C'est l'encre qui doit couler. Pas le sang. À l'occasion de la journée internationale pour la liberté de la presse, qui a lieu le 3 mai de chaque année, c'est sur le mur de l'ambassade de Syrie, dans le très calme VIIe arrondissement de Paris, que les membres de Reporters sans frontières ont écrit cela, à l'encre rouge sang, et qu'ils l'ont clamé, en français et en arabe. À l'occasion de la journée internationale de la liberté de la presse, l'association a choisi d'attaquer symboliquement ce pays dans lequel les journalistes étrangers ne peuvent quasiment pas pénétrer, où les journalistes locaux ne peuvent couvrir les manifestations qui animent la rue depuis un mois et demi, et où les rares voix dissidentes qui osent encore se faire entendre sont aussitôt baillonnées.
Avec l'arme des journalistes, l'encre, l'association entend avant tout défendre le droit des Syriens à savoir ce qu'il se passe réellement dans leur pays et dénoncer la censure que le président Bachar Al-Assad et son gouvernement font régner. En Syrie aujourd'hui, quatre journalistes sont emprisonnés et trois ont disparu. «La Syrie est le pays qui nous préoccupe le plus aujourd’hui. Personne ne sait ce qu'il s’y trame. Combien de morts, combien de blessés parmi les manifestants ? Nul ne le sait car lesjournalistes sont empêchés de travailler. (...) Les autorités de Damas doivent cesser ce black-out médiatique.

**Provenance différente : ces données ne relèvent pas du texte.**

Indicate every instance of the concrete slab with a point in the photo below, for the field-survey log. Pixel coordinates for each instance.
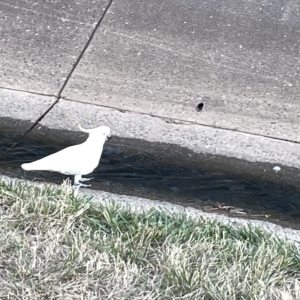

Des exactions sont sûrement commises en ce moment-même en Syrie dans le plus grand silence parce que la presse est interdite de séjour. C’est inacceptable», a déclaré Jean-François Julliard, secrétaire général de Reporters sans frontières.
La Syrie, au cœur de l'actualité, ne doit cependant pas cacher la situation dramatique qui régit les autres pays arabes en révolution: les peuples du Bahreïn, du Yémen et de Lybie n'ont pas non plus accès à une information libre alors que le sort de leur pays est en train de changer. «La presse a rarement été autant un enjeu dans les conflits. Ces régimes d’oppression, déjà traditionnellement hostiles à la liberté de la presse, ont fait du contrôle de l’information une des clés de leur survie.»
Reporters sans frontières épingle ainsi, dans le monde arabe et dans le monde entier, trente-huit «prédateurs» de la liberté de la presse dans le rapport publié aujourd'hui par l'association. Si l'Afrique du Nord et le Moyen-Orient y sont à l'honneur, le paysage mondial change, certaines têtes tombent (Ben Ali en Tunisie, Moubarak en Égypte), d'autres semblent vaciller (Ali Abdallah Saleh au Yémen, Mouammar Kadhafi en Lybie), Internet fait trembler certaines démocraties (Hongrie, France), alors que les dictatures les plus cruelles se maintiennent (Érythrée, Corée du Nord, Turkménistan).
Après avoir manifesté pacifiquement pendant plus d'une demi-heure, une trentaine de militants de Reporters sans frontières a été interpellée par la police et emmenée au commissariat, avant d'être relachée, quelques heures après.